Examples of data retention policies:

Once you’ve determined the required retention types based on your business or federal regulations, it’s time to configure the backup, deletion, or archiving of documents accordingly. Let’s consider a fictitious example of HR payroll systems and records with a 7-year retention requirement:

Daily/Weekly Retention: Daily – 31, Weekly – 52.
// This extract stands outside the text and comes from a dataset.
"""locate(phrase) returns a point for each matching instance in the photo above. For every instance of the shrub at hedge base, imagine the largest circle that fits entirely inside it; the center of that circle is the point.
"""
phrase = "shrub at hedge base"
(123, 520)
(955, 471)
Full backups occur on Saturdays, with daily forward incremental backup jobs. GFS retention flags weekly backups as “weekly,” preventing deletion or modification. Daily backups are automatically deleted after 31 days. Weekly backups remain untouched until the 53rd rolling week. After the 52nd week, the GFS flag is removed, and normal retention actions resume.

Monthly Retention: 12

The last weekly backup of each month is assigned a monthly GFS flag. In month 13, the earliest backup’s GFS flag is moved, and the backup is deleted while a new monthly backup is created.

Yearly Retention: 7

Yearly full backups are flagged during the last full weekly backup of the year. They contain weekly, monthly, and yearly GFS flags, with the highest tier taking precedence. The file system recognizes only the yearly GFS flag, and the rolling flag removal occurs again in year 8.

This example outlines a basic seven-year data retention policy that minimizes data storage while automatically freeing up space on backup storage.